Joe Biden a-t-il ordonné l'attaque du pipeline Nord Stream ?
Le 26 septembre 2022, une série de bombardements sous-marins clandestins a affecté les pipelines Nord Streams 1 et 2, les rendant inopérants. Une nouvelle enquête journalistique désigne la Maison Blanche comme responsable possible.
Seymour Hersh, journaliste expérimenté lauréat du prix Pulitzer pour avoir révélé le massacre de My Lai pendant la guerre du Vietnam, est l'auteur d'un article d'investigation au titre révélateur : "Comment les États-Unis ont détruit le gazoduc Nord Stream". C'est un journaliste indépendant (et controversé) et les informations ont été publiées sur son propre blog.
Les autorités suédoises et allemandes ont signalé que leurs enquêtes avaient révélé des signes de sabotage. Cependant, ils ne sont pas parvenus à des conclusions sur qui pourrait être responsable.
Selon Hersh, le président Joe Biden aurait ordonné à des plongeurs spécialisés de la marine américaine de poser des bombes destinées à exploser à distance sur les pipelines utilisés pour transporter le gaz de la Russie vers l'Allemagne et le reste de l'Europe occidentale.
Hersh écrit que les plongeurs de la Marine, utilisant les exercices très médiatisés de l'OTAN BALTOPS 22, auraient posé ces bombes en juin dernier.
Trois mois plus tard, selon Seymour Hersh (qui affirme avoir une source impliquée dans l'opération), les explosifs ont été déclenchés, détruisant une partie des pipelines A et B de Nord Stream 1 et le pipeline A de Nord Stream 2.
Les responsables de l'OTAN et de l'UE ont affirmé que les explosions des pipelines étaient des actes de sabotage et se sont bien gardés de désigner un coupable direct, mais de nombreuses insinuations ont pointé vers Poutine.
Le New York Times affirme que le mystère persiste, malgré l'enquête en cours sur l'incident. Aucune piste n'avait filtré jusque-là sur les responsables de l'accident.
Le Washington Post, en revanche, a publié en décembre 2022 qu'il n'y avait aucune preuve solide reliant les explosions au Kremlin.
En 2021, l'Union européenne a importé 83 % de son gaz naturel, dont la moitié provenait de la Russie et de sa société d'État Gazprom.
L'invasion de l'Ukraine par la Russie en février 2022 a entraîné le recours au gazoduc Nord Stream 1 pour faire pression sur l'Europe. Selon la BBC, Moscou a réduit l'approvisionnement en gaz de près de 90 % au moment des explosions.

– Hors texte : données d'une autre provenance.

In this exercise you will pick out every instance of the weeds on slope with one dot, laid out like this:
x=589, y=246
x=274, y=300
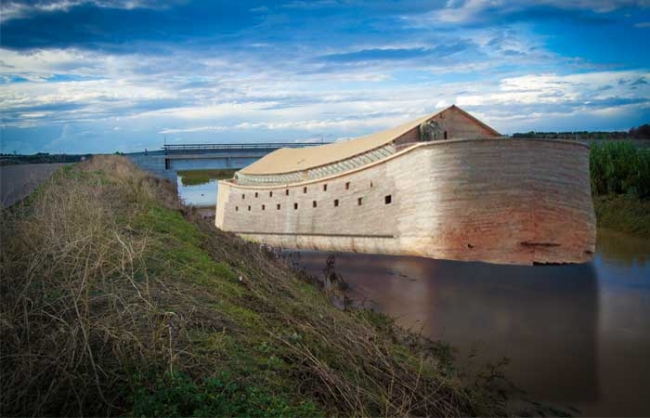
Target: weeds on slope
x=115, y=299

"Le président Joe Biden a vu les pipelines comme un instrument permettant à Vladimir Poutine d'utiliser le gaz naturel pour ses ambitions politiques et territoriales", écrit Seymour Hersh. Biden (selon la version de Hersh) voulait que l'Europe n'ait pas un approvisionnement garanti par Nord Stream et qu'elle fasse disparaître un facteur de pression entre les mains des Russes.
La dépendance de certains pays vis-à-vis du gaz russe a incité la Commission européenne à prendre des mesures drastiques pour se préparer à l'hiver, notamment en imposant de sévères restrictions aux industries et aux utilisateurs, ce qui a déplu à plus d'un membre de l'UE.

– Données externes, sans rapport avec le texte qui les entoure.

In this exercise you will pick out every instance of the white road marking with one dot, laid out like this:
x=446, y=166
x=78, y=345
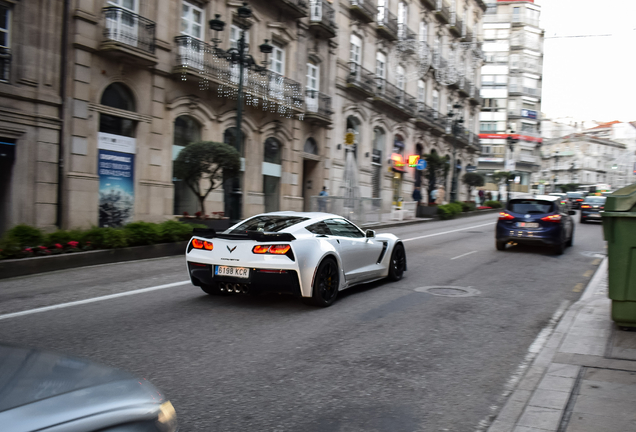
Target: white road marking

Le journaliste lauréat du prix Pulitzer ajoute que "Depuis ses débuts, le Nord Stream 1 a été considéré par Washington et ses partenaires anti-russes de l'OTAN comme une menace pour la domination occidentale".
"Le problème n'était pas de savoir s'il fallait faire la mission, mais comment la faire sans trop savoir qui était responsable", conclut Hersh.

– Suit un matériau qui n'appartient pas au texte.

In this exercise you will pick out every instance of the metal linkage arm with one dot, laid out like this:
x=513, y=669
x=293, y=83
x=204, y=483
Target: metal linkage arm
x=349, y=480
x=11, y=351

La Maison Blanche a qualifié le rapport de Hersh de "fiction totale et complètement fausse".
La CIA et le Département d'État ont également nié les affirmations de Hersh.
Pendant ce temps, Maria Zakharova, une représentante du ministère russe des Affaires étrangères, a appelé la Maison Blanche pour aborder les événements présentés dans le rapport de Hersh et demander des explications.
"Nous avons exprimé à plusieurs reprises la position de la Russie sur l'implication des États-Unis et de l'OTAN", a écrit Zakharova, citée par Newsweek.
Le ministre russe des Affaires étrangères, Sergueï Lavrov, avait déjà accusé les États-Unis d'avoir fait sauter le pipeline, quelques jours seulement avant la publication de son rapport par Hirsh.
Le président Vladimir Poutine, quant à lui, a défini les attentats contre le gazoduc comme « un acte de terrorisme international sans précédent ».
Le mystère des attaques du gazoduc Nord Stream reste entier puisque, pour l'instant, c'est la parole de la source qui a informé Seymour Hersch (qui accuse directement Biden de l'ordre) contre le démenti catégorique de la Maison Blanche.